Não sei por que razão me
impressionou nessa altura, mais do que em qualquer outra ocasião, o
estranho ar de sociabilidade consanguínea e familiaridade que dá
forma a grande parte do carácter de Veneza. Sem verdadeiras ruas nem
veículos, sem o alvoroço das rodas e a brutalidade dos cavalos, com
estreitos caminhos tortuosos onde as pessoas se acumulam, onde as
vozes soam como nos corredores de uma casa, onde as criaturas humanas
circulam a pé como se contornassem os ângulos de uma mobília e
onde os sapatos nunca se gastam, o lugar tem o carácter de um imenso
apartamento colectivo onde a Piazza San Marco constitui o mais
ornamentado dos seus recantos e onde o que resta, palácios e
igrejas, desempenha o papel dos grandes sofás de repouso, das mesas
de jogo, das áreas de decoração. E esta vulgar e esplêndida casa
de habitação familiar, doméstica e sonora, de certa maneira parece
também um teatro com tresmalhadas procissões de actores que fazem
soar nas pontes os seus pés e percorrem a estrutura que a sustenta.

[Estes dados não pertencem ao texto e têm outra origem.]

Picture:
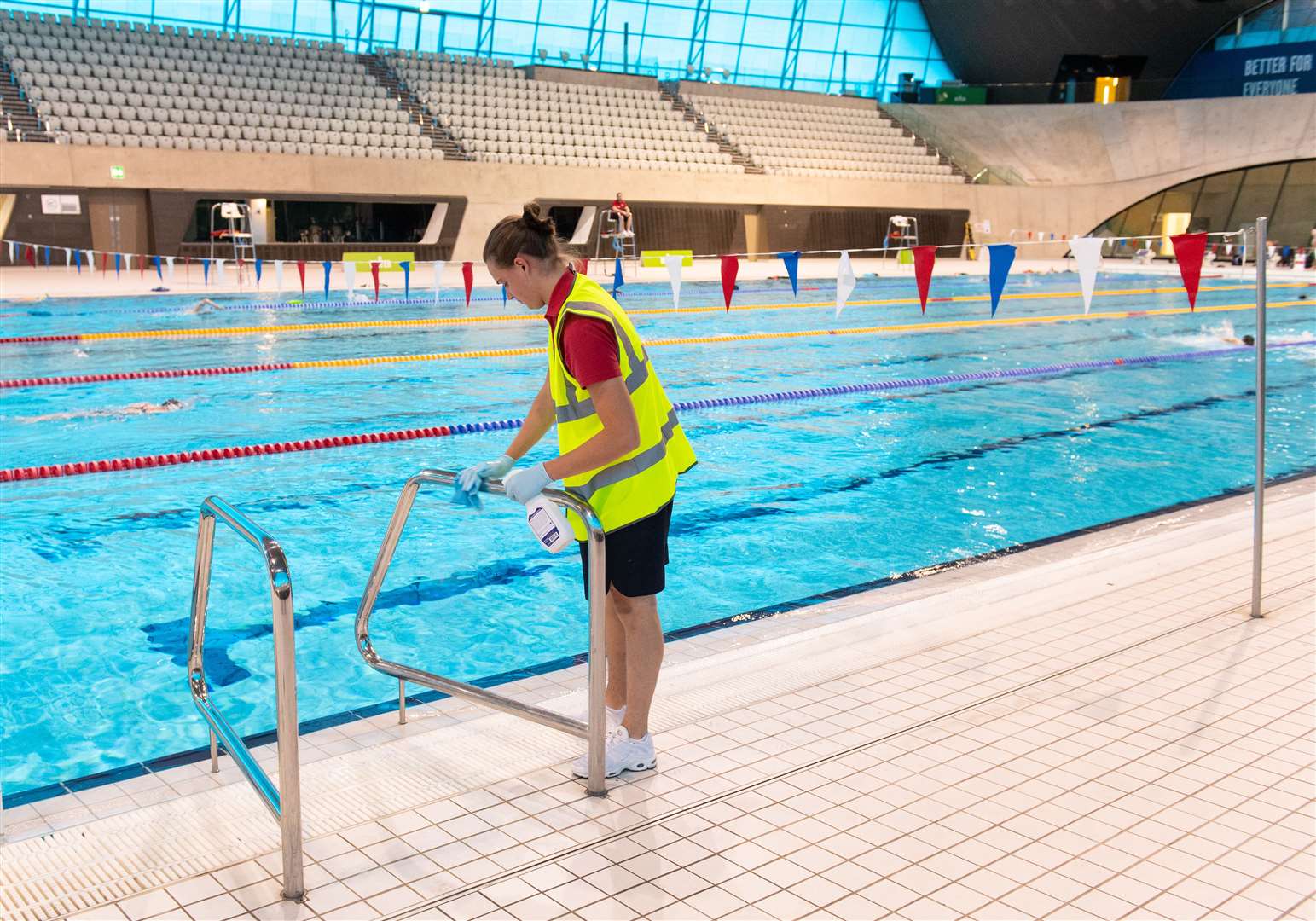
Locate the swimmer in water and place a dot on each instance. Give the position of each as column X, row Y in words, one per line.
column 130, row 409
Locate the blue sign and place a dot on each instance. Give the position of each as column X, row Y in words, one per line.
column 1267, row 70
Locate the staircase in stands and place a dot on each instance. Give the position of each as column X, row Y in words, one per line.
column 930, row 149
column 17, row 119
column 429, row 126
column 669, row 92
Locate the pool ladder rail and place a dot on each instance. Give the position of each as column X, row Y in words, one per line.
column 285, row 800
column 595, row 729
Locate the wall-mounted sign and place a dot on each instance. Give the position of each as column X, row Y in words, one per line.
column 61, row 204
column 1270, row 70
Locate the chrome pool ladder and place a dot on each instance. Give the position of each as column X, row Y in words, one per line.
column 594, row 731
column 285, row 800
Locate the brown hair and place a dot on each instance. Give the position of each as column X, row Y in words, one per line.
column 530, row 235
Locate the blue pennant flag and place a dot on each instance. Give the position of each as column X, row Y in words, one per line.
column 792, row 269
column 1000, row 257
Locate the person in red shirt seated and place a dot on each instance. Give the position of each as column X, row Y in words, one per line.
column 622, row 210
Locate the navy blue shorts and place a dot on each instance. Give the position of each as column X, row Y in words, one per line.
column 636, row 555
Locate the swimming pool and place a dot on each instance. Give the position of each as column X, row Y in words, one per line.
column 789, row 501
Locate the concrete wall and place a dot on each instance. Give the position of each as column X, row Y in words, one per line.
column 1087, row 162
column 1166, row 142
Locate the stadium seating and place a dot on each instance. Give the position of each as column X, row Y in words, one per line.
column 803, row 140
column 124, row 84
column 501, row 116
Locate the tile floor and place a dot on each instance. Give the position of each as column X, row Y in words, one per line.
column 1127, row 744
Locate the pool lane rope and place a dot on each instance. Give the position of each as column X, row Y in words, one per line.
column 526, row 317
column 666, row 341
column 210, row 455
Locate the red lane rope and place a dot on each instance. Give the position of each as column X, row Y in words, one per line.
column 141, row 375
column 217, row 455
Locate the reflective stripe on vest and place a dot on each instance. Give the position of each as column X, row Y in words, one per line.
column 642, row 482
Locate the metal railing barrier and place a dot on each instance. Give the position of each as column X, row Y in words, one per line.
column 595, row 729
column 285, row 800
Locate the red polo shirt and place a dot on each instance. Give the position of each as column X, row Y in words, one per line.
column 588, row 345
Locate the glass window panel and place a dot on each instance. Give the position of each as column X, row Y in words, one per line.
column 817, row 37
column 873, row 12
column 906, row 43
column 1296, row 215
column 724, row 26
column 1258, row 194
column 768, row 32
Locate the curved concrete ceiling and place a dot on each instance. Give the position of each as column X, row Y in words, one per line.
column 1023, row 41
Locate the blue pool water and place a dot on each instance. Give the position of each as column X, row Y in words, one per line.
column 789, row 499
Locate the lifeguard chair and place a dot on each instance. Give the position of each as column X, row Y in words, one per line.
column 612, row 242
column 901, row 233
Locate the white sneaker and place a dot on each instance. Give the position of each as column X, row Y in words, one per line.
column 613, row 716
column 622, row 754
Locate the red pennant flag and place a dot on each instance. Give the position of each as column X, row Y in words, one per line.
column 1190, row 249
column 731, row 266
column 923, row 259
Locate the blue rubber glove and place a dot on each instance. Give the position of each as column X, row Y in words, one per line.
column 467, row 486
column 525, row 484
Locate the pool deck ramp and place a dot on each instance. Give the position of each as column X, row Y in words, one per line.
column 1090, row 727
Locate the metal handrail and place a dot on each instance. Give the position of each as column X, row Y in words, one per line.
column 594, row 731
column 285, row 806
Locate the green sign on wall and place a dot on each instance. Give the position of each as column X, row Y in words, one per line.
column 961, row 95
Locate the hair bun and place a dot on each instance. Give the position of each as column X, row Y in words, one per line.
column 533, row 218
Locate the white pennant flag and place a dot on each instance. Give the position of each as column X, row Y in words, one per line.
column 844, row 281
column 674, row 264
column 438, row 276
column 349, row 273
column 1087, row 254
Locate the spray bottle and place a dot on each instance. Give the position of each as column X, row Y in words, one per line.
column 549, row 524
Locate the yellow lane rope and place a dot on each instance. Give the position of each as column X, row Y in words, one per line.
column 657, row 310
column 800, row 333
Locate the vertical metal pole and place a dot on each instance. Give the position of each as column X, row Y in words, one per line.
column 286, row 727
column 598, row 662
column 1260, row 494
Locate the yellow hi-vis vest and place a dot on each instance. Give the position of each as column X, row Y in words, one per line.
column 644, row 480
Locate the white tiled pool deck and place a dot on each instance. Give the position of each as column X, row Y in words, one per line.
column 1087, row 729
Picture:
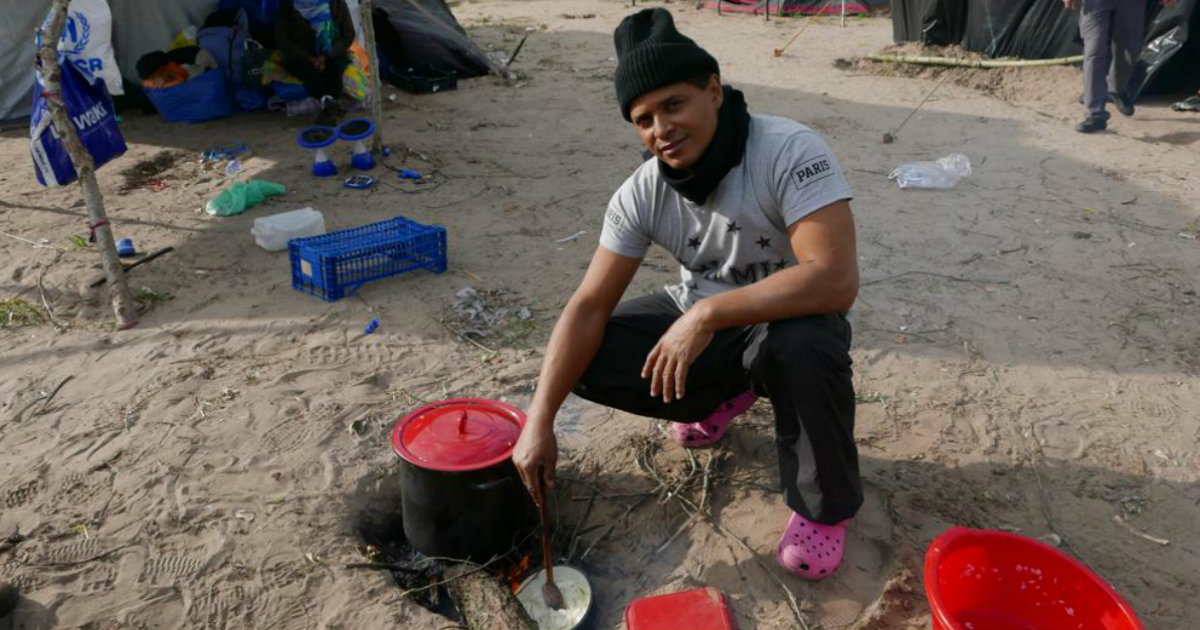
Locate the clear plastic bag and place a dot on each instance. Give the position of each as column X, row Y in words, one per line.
column 274, row 232
column 945, row 173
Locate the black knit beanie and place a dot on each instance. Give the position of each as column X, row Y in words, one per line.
column 651, row 53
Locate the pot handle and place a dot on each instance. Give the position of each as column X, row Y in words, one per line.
column 490, row 485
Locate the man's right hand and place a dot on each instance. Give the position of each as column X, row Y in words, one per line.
column 537, row 450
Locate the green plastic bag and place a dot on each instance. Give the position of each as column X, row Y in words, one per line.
column 241, row 196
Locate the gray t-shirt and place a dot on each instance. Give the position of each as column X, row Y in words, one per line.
column 739, row 235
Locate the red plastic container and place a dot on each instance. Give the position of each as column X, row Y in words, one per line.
column 985, row 580
column 700, row 609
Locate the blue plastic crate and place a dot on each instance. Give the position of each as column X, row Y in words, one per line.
column 336, row 264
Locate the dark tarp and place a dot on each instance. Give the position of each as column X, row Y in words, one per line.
column 1044, row 29
column 415, row 33
column 796, row 7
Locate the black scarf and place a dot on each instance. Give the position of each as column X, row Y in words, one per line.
column 724, row 153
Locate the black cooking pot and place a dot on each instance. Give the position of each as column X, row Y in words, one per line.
column 461, row 496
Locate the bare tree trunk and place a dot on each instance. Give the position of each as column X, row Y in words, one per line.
column 373, row 83
column 52, row 76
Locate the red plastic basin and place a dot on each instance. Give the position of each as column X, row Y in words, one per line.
column 985, row 580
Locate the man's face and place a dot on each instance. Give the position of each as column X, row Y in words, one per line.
column 678, row 121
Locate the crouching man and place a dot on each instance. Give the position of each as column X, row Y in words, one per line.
column 756, row 211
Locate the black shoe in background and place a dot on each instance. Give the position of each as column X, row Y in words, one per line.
column 1191, row 103
column 9, row 599
column 1123, row 105
column 1091, row 125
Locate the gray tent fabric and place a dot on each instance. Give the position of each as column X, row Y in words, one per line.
column 138, row 28
column 141, row 27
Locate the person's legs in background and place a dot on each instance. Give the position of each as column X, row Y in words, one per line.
column 1128, row 31
column 331, row 88
column 324, row 85
column 1096, row 28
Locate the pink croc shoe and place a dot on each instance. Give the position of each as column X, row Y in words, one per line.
column 711, row 430
column 811, row 551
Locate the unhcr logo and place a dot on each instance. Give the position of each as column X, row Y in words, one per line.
column 77, row 31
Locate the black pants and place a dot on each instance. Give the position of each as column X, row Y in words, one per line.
column 802, row 365
column 319, row 83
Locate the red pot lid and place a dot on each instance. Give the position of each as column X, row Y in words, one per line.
column 459, row 435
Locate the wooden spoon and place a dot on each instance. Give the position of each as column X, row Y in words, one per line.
column 550, row 592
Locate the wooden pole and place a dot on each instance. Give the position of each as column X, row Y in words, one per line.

Se nos sentarmos numa gôndola, os passeios que em determinados
pontos ladeiam os canais assumem ao nosso olhar a importância de um
palco porque se apresentam sob um ângulo idêntico e porque as
figuras venezianas, que andam de um lado para o outro contra o
cenário muito gasto das suas pequenas casas de comédia, surgem como
membros de um infindável grupo dramático.